Boolean rules are bugging me

Question

I just encountered a propably simple problem with booleans

If I have an if statement like this one: !(!A && !B) && B, how does it exactly go?

I thought it was the same as A && B (inverts the conditions inside the brackets), but it obviously wasn't.. which is bugging me

So, would someone like to elaborate how it really goes because I think I'm missing something here?

Answer 1

Unfortunately, in general case you cannot use logic identities in programming as you do that at discrete mathematics class.

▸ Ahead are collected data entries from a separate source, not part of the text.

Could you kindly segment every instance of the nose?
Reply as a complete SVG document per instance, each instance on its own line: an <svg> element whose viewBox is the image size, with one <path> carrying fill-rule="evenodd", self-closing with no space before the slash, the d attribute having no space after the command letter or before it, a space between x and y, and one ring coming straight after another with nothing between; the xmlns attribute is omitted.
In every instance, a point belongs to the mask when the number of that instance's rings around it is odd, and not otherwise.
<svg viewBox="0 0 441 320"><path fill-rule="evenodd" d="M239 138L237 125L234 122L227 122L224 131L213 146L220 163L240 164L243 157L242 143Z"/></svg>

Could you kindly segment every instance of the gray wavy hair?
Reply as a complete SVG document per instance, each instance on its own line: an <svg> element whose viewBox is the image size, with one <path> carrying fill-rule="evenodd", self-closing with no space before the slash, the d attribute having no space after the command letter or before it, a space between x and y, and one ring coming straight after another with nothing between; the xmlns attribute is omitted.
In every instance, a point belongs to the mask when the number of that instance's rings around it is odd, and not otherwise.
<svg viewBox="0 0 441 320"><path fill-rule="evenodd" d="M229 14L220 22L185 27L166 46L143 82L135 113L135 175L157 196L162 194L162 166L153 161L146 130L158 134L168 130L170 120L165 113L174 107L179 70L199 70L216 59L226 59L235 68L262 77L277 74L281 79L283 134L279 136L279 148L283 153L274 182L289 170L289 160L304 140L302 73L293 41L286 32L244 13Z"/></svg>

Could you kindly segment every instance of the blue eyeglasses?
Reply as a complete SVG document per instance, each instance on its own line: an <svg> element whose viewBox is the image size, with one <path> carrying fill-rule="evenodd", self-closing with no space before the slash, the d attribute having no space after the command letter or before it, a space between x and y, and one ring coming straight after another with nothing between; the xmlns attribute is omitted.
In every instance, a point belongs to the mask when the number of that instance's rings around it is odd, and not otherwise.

As it was mentioned by HashPsi and Bas van Stein, from the logical point of view your expression is equivalent to B. In the real world you can have the following code:

def A():
  throw StupidException()

def B():
  return True

!(!A() && !B()) && B() # throws exception
B() # returns True

So technically your expression differs significantly from just B. You can argue that this is very specific example, but in practice most of your functions have some side effects, so in general you can never assume that mathematical logic works for boolean expressions.

As a real-world example where ordering of boolean expressions matters, you can consider a following idiomatic C++ code:

if (foo && foo->bar()) {do something}

The code above would check that foo is not null before calling bar method. If you just rearrange that expression, you'll get a crush:

if (foo->bar() && foo) {do something}

If foo==nullptr, foo->bar will cause termination of program, since foo->bar() will try to be called before check of foo value.

Answer 2

!(!A && !B) = (A || B)

so

!(!A && !B) && B = (A || B) && B = A && B || B = B

The final result is simply B

Answer 3

!(!A && !B) && B is the sams as (A || B) && B you forgot to invert the and to or. Which in turn btw is just B.